Search code examples
apache-kafkasalesforceapache-kafka-connect

Salesforce Bulk API Sink Connector creates too many batches


I am building a prototype to synch data from MySQL to Salesforce running Kafka in Docker containers on my laptop. I followed Quick Start for Confluent Platform to install and run Confluent Platform. To take data from MySQL and send over to Salesforce I am using Debezium MySQL CDC Source Connector and Salesforce Bulk API Connector. Everything works fine except that when new updates from MySQL come one by one with a small but bigger than half a second delay the connector creates a batch for each update. So, running the following bash script creates 3 batches in Salesforce:

for i in $(seq 3); do
    QUERY="UPDATE some_table SET state = 'state_$i' where id = 1;"
    mysql -u user_name -h host_name -e "$QUERY" -p<mysql_password>
    sleep .7
done

The problem here is that the Salesforce connector pushes records to Salesforce too often, while there is a limit in Salesforce for the max number of batches per 24 hours - 15,000. To guarantee to stay within this limit I’d like to enforce the connector to buffer updates before pushing them into Salesforce. To archive that I am trying to set fetch.min.bytes and fetch.max.wait.ms properties. There is a document Salesforce Bulk API Sink Connector Configuration Properties which says

You can override producer-specific properties by using the confluent.topic.producer. prefix and consumer-specific properties by using the confluent.topic.consumer. prefix.

So my attempt was to put these properties in the salesforce connector config (here I want the connector to buffer records for 10sec or until they reach 1000 bytes):

    "confluent.topic.consumer.fetch.max.wait.ms": "10000",
    "confluent.topic.consumer.fetch.min.bytes": "1000"

It seems like it has no effect as fetch.max.wait.ms stays to be 500ms which is the default value.

So, first I'd like to make sure that I am looking into the right direction trying to use fetch.min.bytes and fetch.max.wait.ms properties, that they are applicable to the connector at all.
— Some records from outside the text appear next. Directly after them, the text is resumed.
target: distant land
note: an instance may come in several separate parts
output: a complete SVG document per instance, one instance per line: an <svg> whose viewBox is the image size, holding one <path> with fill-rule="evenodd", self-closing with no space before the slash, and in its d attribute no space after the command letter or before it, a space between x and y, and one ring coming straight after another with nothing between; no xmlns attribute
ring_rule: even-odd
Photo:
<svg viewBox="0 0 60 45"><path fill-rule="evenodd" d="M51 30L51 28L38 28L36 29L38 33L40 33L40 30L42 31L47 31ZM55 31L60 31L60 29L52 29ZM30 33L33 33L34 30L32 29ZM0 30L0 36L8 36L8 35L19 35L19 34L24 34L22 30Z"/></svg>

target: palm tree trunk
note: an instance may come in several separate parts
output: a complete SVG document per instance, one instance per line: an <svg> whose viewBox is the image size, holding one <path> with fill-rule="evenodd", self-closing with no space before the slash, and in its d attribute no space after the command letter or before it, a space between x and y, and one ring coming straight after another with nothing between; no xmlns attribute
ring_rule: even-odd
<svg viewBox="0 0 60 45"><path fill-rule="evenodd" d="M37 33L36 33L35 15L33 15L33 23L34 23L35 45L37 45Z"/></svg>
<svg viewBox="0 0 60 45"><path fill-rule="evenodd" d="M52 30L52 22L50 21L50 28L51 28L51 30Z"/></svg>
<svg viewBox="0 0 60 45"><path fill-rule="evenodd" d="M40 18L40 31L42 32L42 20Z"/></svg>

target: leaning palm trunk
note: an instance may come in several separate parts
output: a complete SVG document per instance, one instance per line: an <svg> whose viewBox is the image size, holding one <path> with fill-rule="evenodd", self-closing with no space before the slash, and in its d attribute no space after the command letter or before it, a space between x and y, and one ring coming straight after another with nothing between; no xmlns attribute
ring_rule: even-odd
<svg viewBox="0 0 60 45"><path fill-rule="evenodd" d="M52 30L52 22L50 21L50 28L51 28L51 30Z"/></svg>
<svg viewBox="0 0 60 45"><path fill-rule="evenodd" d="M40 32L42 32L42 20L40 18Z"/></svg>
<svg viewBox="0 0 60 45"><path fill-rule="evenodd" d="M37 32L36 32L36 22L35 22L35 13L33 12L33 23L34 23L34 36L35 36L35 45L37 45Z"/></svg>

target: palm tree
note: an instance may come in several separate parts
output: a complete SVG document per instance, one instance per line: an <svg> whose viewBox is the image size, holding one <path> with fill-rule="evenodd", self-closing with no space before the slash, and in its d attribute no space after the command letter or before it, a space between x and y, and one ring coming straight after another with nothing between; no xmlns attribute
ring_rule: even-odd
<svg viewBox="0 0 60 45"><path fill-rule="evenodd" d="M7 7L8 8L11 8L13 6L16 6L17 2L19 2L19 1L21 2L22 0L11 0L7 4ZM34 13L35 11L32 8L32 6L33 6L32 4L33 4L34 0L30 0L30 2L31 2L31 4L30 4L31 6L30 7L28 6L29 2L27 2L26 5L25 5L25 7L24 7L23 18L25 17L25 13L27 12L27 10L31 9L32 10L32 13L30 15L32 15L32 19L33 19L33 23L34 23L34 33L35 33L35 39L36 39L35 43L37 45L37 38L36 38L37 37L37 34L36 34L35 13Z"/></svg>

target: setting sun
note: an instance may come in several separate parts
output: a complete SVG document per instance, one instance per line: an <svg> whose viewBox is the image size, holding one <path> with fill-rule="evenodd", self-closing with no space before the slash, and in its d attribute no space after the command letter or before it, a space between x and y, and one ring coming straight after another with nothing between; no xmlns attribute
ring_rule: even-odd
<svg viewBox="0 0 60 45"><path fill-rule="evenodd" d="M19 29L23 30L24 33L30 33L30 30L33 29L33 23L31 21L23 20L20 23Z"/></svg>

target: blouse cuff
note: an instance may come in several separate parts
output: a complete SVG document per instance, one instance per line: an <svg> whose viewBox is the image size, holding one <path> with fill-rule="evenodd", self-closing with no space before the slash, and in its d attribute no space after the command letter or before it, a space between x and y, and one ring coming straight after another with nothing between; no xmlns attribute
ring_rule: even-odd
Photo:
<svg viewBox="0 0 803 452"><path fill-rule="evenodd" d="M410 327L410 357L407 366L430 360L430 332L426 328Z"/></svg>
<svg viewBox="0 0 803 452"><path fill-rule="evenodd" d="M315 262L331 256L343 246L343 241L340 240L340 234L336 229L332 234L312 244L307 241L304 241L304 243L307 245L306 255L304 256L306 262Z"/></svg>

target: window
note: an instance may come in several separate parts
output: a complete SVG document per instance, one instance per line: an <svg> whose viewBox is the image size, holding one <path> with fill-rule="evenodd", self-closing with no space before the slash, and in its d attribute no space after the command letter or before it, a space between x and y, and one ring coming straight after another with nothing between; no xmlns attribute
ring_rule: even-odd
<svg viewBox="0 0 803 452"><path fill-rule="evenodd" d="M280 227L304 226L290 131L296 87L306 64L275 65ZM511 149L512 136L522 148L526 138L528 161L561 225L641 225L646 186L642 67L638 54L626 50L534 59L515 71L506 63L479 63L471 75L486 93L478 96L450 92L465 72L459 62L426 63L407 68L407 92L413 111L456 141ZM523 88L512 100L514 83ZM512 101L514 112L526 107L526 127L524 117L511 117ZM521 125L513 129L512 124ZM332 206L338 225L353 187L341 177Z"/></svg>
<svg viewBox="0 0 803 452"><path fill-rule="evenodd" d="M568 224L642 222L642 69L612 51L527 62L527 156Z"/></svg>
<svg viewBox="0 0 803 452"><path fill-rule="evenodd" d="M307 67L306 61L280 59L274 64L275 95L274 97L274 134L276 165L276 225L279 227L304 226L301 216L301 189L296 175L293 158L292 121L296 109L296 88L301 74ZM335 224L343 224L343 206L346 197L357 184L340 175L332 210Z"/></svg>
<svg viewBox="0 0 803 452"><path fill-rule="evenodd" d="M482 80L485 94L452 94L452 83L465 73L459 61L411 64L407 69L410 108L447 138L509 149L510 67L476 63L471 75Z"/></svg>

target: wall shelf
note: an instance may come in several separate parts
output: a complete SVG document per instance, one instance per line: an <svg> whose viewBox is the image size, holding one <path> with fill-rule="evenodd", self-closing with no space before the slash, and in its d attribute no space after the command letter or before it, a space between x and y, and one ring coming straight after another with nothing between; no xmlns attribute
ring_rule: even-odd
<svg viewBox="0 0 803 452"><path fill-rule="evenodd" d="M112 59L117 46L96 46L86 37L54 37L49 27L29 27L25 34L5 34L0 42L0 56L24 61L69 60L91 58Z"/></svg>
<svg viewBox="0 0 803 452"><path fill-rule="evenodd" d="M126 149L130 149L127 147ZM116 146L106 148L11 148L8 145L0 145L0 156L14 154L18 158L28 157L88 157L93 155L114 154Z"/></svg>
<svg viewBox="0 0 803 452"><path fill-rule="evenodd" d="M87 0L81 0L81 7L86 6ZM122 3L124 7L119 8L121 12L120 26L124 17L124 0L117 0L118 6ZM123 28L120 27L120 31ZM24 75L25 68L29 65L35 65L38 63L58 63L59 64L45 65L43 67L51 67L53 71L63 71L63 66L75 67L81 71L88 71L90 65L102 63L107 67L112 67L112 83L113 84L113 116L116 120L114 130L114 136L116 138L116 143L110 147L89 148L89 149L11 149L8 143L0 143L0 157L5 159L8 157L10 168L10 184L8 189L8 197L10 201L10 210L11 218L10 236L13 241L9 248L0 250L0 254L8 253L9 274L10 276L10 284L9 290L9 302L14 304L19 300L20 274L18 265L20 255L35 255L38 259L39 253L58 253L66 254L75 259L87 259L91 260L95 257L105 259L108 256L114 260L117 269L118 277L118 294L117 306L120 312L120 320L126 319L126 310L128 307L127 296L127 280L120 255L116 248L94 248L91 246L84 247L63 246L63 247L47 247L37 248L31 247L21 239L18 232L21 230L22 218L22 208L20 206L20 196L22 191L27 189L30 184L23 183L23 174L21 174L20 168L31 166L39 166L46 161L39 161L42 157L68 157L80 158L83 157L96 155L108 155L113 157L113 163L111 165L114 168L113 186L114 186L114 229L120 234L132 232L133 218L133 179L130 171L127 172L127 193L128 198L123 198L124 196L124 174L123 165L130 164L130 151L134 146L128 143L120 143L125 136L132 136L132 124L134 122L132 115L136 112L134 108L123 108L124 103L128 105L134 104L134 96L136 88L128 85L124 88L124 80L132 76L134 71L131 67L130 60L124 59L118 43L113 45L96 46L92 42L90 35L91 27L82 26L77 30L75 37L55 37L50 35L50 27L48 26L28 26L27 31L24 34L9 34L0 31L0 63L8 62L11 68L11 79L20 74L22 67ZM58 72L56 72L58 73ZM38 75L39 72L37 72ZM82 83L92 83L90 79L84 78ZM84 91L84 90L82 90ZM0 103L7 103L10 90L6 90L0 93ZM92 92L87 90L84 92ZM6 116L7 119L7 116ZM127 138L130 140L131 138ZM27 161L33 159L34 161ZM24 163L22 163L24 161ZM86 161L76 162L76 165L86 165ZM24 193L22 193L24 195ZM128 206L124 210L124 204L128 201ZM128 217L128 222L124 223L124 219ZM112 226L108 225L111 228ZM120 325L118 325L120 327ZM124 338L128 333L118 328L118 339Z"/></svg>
And second, how can I set these properties properly?


Solution

  • Thank you @OneCricketeer, the link you provided helped me to solve the problem. Although I didn't change the connector.client.config.override.policy setting for the worker as it is described in the "Connector-level producer/consumer configuration overrides" section, just setting fetch.max.wait.ms and fetch.min.bytes for the connector was enough. So the final version of the connector's config now looks like:

    {
      "name": "SalesforceBulkApiSinkConnectorConnector_0",
      "config": {
        "connector.class": "io.confluent.connect.salesforce.SalesforceBulkApiSinkConnector",
        "tasks.max": "1",
        "key.converter": "org.apache.kafka.connect.storage.StringConverter",
        "value.converter": "org.apache.kafka.connect.json.JsonConverter",
        "errors.tolerance": "all",
        "topics": "sf_sink",
        "errors.deadletterqueue.topic.name": "sf_sink_dlq",
        "salesforce.instance": "https://<instance>.my.salesforce.com",
        "salesforce.username": "<username>",
        "salesforce.password": "<password>",
        "salesforce.password.token": "<token>",
        "salesforce.object": "KafkaEvent__e",   
        "salesforce.sink.object.operation": "insert",
        "override.event.type": "true",
        "salesforce.use.custom.id.field": "false",
        "behavior.on.api.errors": "log",
        "reporter.result.topic.replication.factor": "1",
        "reporter.error.topic.replication.factor": "1",
        "reporter.bootstrap.servers": "broker:29092",
        "consumer.override.fetch.max.wait.ms": "10000",
        "consumer.override.fetch.min.bytes": "5000"
      } 
    }